Objective: Stroke increases the risk of dementias, including Alzheimer disease (AD), but it is unknown whether persons with AD have a higher risk of strokes. We investigated whether noninstitutionalized persons with AD were more likely to experience incident stroke than persons without AD and whether there are differences in the incidence of ischemic or hemorrhagic strokes.

Methods: We performed a register-based matched cohort study including all community-dwelling persons with verified clinical diagnosis of AD, residing in Finland on December 31, 2005, and a single age-, sex-, and region of residence–matched comparison person without AD for each individual with AD (n = 56,186, mean age 79.6 [SD 6.9] years). Persons with previous strokes and their matched participants were excluded, leaving 50,808 individuals with 2,947 incident strokes occurring between January 1, 2006, and December 31, 2009. Diagnosis of AD was based on prescription reimbursement register and diagnosis of stroke on hospital discharge register of Finland.

Results: AD dementia was not associated with risk of all strokes or ischemic strokes, but the risk of hemorrhagic strokes was higher among persons with AD (adjusted hazard ratio [95% confidence interval] 1.34 [1.12–1.61]). When the associations were analyzed according to age groups, AD was associated with higher risk of all strokes, regardless of etiology, in the 2 youngest age groups, but not in the older groups. Similar associations were observed when the results were categorized according to age at diagnosis.

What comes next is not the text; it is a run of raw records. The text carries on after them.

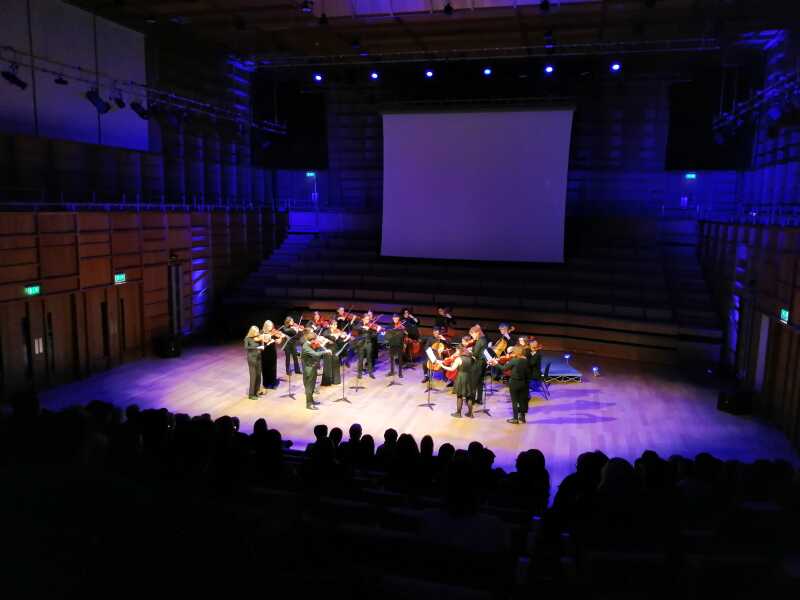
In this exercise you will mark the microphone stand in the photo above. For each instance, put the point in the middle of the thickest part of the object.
(341, 371)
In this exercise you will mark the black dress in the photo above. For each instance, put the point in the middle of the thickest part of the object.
(269, 365)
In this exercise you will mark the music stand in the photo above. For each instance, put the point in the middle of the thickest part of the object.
(429, 352)
(341, 371)
(289, 394)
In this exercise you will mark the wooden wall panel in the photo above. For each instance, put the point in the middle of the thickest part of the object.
(73, 257)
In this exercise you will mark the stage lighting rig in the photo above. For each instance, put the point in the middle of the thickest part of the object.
(101, 105)
(10, 75)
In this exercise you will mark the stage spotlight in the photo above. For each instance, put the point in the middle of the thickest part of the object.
(10, 75)
(140, 110)
(101, 105)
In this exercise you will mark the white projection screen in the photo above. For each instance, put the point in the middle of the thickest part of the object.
(488, 185)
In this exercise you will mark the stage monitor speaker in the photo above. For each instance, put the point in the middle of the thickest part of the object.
(736, 403)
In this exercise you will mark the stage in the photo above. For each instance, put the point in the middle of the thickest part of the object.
(630, 407)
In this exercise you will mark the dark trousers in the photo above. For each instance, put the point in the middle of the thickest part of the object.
(365, 359)
(396, 354)
(520, 396)
(254, 366)
(309, 383)
(290, 352)
(478, 372)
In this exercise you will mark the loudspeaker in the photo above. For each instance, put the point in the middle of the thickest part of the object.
(739, 402)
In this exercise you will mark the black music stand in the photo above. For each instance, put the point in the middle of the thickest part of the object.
(341, 371)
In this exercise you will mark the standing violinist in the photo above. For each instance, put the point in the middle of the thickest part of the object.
(411, 324)
(311, 355)
(292, 331)
(464, 364)
(394, 339)
(443, 320)
(501, 345)
(436, 337)
(364, 345)
(480, 343)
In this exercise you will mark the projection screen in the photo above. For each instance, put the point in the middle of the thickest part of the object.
(487, 185)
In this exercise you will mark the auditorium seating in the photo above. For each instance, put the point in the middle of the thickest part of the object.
(208, 496)
(618, 300)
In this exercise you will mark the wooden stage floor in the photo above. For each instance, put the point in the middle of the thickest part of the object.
(629, 408)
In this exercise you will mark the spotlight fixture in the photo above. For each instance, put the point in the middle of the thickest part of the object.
(140, 110)
(10, 75)
(101, 105)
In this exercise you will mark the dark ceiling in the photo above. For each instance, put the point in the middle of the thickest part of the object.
(279, 31)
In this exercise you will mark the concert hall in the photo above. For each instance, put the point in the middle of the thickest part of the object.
(308, 297)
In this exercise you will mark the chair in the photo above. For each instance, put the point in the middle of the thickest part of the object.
(542, 383)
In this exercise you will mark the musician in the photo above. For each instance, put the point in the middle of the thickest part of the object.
(443, 320)
(501, 345)
(292, 331)
(253, 348)
(331, 367)
(434, 338)
(411, 324)
(518, 381)
(311, 354)
(394, 339)
(479, 346)
(269, 356)
(464, 364)
(364, 345)
(344, 318)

Conclusions: Our findings suggest that persons with AD dementia, especially younger patients, have higher risk of hemorrhagic strokes.

GLOSSARY

AD=
Alzheimer disease;
DSM-IV=
Diagnostic and Statistical Manual of Mental Disorders, 4th edition;
ICD=
International Classification of Diseases;
NINCS-ADRDA=
National Institute of Neurological and Communicative Disorders and Stroke–Alzheimer’s Disease and Related Disorders Association

Footnotes

  • Go to Neurology.org for full disclosures. Funding information and disclosures deemed relevant by the authors, if any, are provided at the end of the article.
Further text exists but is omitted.